I’m giving the Ultimate Weapon a giant pass, since it’s the MacGuffin and more mystical than scientific. Other than that, there’s only three bits that really made me roll my eyes.

  1. The sleep regulator
  2. The nucleolab
  3. The Eeepholes.

That’s so few—out of dozens and dozens of interfaces—that it makes for a very believable technological universe in which the story can play out.

Fi: A (4 of 4)

How well do the interfaces inform the narrative of the story?

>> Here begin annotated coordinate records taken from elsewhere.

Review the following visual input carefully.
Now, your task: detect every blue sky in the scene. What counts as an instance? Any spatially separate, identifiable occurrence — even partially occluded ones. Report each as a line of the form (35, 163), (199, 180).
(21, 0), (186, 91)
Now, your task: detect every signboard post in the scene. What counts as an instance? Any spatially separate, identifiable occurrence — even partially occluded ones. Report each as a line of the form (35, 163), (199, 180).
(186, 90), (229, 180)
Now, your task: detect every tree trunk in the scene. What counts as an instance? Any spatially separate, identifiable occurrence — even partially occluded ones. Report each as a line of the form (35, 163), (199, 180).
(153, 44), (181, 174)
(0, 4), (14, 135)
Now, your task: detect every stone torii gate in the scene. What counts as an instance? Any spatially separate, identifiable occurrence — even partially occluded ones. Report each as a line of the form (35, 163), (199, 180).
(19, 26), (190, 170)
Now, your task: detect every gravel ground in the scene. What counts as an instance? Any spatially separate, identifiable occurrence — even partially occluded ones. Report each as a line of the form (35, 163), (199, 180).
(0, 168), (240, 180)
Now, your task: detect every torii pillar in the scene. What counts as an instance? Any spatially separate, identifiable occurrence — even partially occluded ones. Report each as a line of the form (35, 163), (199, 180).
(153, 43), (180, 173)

The technology brilliantly brings this world to life. Korben’s taxi and apartment interfaces (the cigarette dispenser, the nanny state slideaway bed, the pneumatic mail by which he’s fired) help us understand the dire circumstances in which he begins the story. The police interfaces (lockdown tools, compliance circles, on-car displays) tell of a police state that has gone off the deep end. Zorg’s little vacuum robots, weapons, and bombs, tell of a corporatist who’s lost his soul.

Interfaces: A (4 of 4)
How well do the interfaces equip the characters to achieve their goals?

Again, brilliantly. There are some missteps: The roach cam might have triggered less of a disgust reaction. Rhod’s rod might have been a little more performative. The police lights kind of work against their intentions. Whoever designed those evacuation beacons needs to be jailed for gross negligence. And the 5E-opedia could have been actually encyclopedic rather than random.

But there’s so much awesomeness to balance it out. The makeup tech fits fashionistas. The military communications fits soliders. The second bomb fits Mangalores. And of course the Ultimate Weapon fits multiple races across eons with its brilliant affordances and constraints.

For the sheer number of interfaces and the thought given to the aesthetic and interaction details, I’m proud that The Fifth Element has scored top marks, and just squeaked past another favorite, The Cabin in the Woods, for the top spot on the site so far. Here’s hoping more movies and television shows bring to life such a well-designed, personal vision of speculative technology, and grand adventures taking place amongst it.

Final Grade A (12 of 12), BLOCKBUSTER

Related lessons from the book

  • Lots of these interfaces could use a dose of lower case (Otherwise, AVOID ALL CAPS, page 34) but help confirm that Sans-Serif is the Typeface of the Future (page 37).
  • Korben’s alarm clock Uses Sound for Urgent Attention (page 208).
  • Korben’s taxi might have avoided pissing him off, Zorg’s desk might have saved its owner from a cherry, and Ruby’s staff might have allowed him to perform his playbacks had each Handled Emotional Inputs (page 214)
  • The multipass should have Required multifactor authentication (page 118)
  • The 5E-opedia could have Added Meaning to Information Through Organization (page 239) rather than use an alphabetical list.

New lessons

  • The military headsets remind us to Signal Dual-Presence, and additionally to Avoid Pushing into Wearables.
  • Korben’s alarm clock reminds us that Pain is an (Anti-)Affordance.
  • The Modoshawan flight controls want us to Map the Inputs to the Outputs.
  • The Mondoshawan un-disguising taught us to Use the Available Body Part in designing gestures.
  • The yellow circle compliance technique implies that we should Make Crisis Instructions Simple, Simple, Simple.
  • The terrible police chest lights should get agentive and Adjust Like a Good Valet.
  • The Ultimate Weapon reminds us to Keep Objects Orientationless if at all possible.